Letter From New York August 4, 2010

Or, as it seems to me…

As I write this, I am sitting outside, on the deck, overlooking Claverack Creek, sunlight glinting off water so clear the bottom of the creek is visible; cicadas thrum in the woods that surround the cottage, NPR plays on the radio, amusing and informing me.

There was no letter last week as on Sunday, when I sat down to write, I found myself locked out of my computer – turns out I needed a keyboard replacement, and so I found myself without my trusty laptop for a week while it was worked on. I discovered myself feeling very edgy, as if I were constantly searching for something I had lost. I write this in my time away from the office and in my time away from the office I did not have my trusty MacBook and found it difficult to work. So, late on Thursday, I was overjoyed when the laptop was returned to me in working condition. Now I have to plow through all the emails that have accumulated to see if there are any I might have missed as I was improvising in finding ways to answer them.

This unfortunate incident happened while I was weekending at the home of my friends, Joyce and Jeffrey, who summer on Martha’s Vineyard and had generously invited me to spend some time with them there. It was while I was languidly sitting on their veranda, soaking in the beauty of the water lapping on the boats at anchor in Edgartown harbor while listening to the coughing splutter of the launches puttering from boat to boat that this misfortune befell me and, at first, I felt it was a sign from the universe that I shut off work and continue my literary indulgence of reading Sherlock Holmes short stories, digestible bites of innocent intellectual satisfaction.

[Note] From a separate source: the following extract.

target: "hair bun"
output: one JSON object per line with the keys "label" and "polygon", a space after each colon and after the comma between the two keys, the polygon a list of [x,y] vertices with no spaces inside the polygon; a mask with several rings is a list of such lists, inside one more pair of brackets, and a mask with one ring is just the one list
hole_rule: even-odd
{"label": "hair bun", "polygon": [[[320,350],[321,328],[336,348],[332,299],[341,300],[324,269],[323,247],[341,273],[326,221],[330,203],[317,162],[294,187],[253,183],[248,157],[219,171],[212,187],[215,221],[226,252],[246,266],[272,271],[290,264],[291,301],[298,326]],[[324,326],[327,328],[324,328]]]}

Returning to work, it was another story, certainly more painful and certainly revelatory in the degree of dependence I have upon my main digital device – deprivation from which was quite like, I suspect, being denied a necessary medication upon which one has become dependant for functioning. In other words, unpleasant.

While I was somewhat disconnected from the digital universe, the universe itself continued on…

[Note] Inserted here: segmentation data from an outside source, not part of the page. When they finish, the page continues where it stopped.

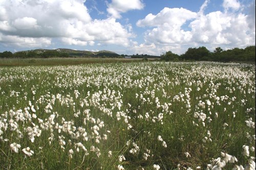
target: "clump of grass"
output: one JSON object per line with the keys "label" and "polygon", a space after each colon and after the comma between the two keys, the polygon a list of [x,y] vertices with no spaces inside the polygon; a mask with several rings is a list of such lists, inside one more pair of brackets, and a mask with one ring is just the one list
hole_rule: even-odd
{"label": "clump of grass", "polygon": [[209,62],[0,67],[0,166],[245,167],[255,161],[255,69]]}

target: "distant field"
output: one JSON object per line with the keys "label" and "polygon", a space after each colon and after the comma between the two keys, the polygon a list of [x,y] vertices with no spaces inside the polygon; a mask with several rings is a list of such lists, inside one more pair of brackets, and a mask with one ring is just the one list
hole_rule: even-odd
{"label": "distant field", "polygon": [[29,61],[100,63],[0,67],[0,169],[255,169],[255,65]]}
{"label": "distant field", "polygon": [[[156,60],[149,59],[148,60]],[[158,60],[158,59],[156,59]],[[29,65],[67,65],[90,63],[127,63],[142,61],[142,59],[52,58],[48,59],[1,59],[0,66]]]}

Chelsea Clinton got married to her long time beau, Mark Mezvinsky, on Saturday in the lovely Hudson Valley hamlet of Rhinebeck, an event I noticed mostly because my Friday train home crawled out from Rhinecliff Station [Amtrak stop for Rhinebeck]. The train tracks apparently run directly along the edges of the estate where they were married and there was concern some luckless paparazzi would lose his or her footing while crawling on the embankments over the tracks and end up on them rather than above them.

Vastly more important than the Clinton wedding was the leak of tens of thousands of secret Afghan documents by Wikileaks.org, a website devoted to, well, leaks… From what I’ve cleaned, it is a site run by volunteers, 1200 around the world, and led by a man named Julian Assange, a former hacker out of Australia. They didn’t uncover the information; they simply published it. The actual whistleblower is suspected to be a 22-year old soldier who allegedly smuggled classified information out of his office disguised as Lady Gaga albums. He then provided them to Wikileaks and then Wikileaks made an alliance with the New York Times, the U.K.’s Guardian and Germany’s Der Spiegel and the rest is history…

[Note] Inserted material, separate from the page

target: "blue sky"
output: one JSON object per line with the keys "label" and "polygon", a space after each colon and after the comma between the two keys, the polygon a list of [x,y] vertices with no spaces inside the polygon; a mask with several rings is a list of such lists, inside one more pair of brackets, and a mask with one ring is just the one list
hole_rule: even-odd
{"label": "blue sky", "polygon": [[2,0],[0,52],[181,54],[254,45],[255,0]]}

Secretary Gates has questioned the morality of what they have done – names were named and it is possible, perhaps even highly likely, there will be reprisals. The leaked documents raise the question of whether or not the Pakistanis are working with us or against us. Apparently the documents can be read either way. The Administration points out, perhaps futilely, that the documents are all at least two years old, all 80,000 of them. What they do, it seems, is provide a history of the Afghan War, a long and bitter fight from which we are far from finished.

They are also a testament to the changes being wrought by the technology we utilize; thousands of documents can find their place in the sun with a single keystroke, igniting controversy and providing more information than we would have been able to obtain in another age, all because someone seemed to be using Lady Gaga for cover…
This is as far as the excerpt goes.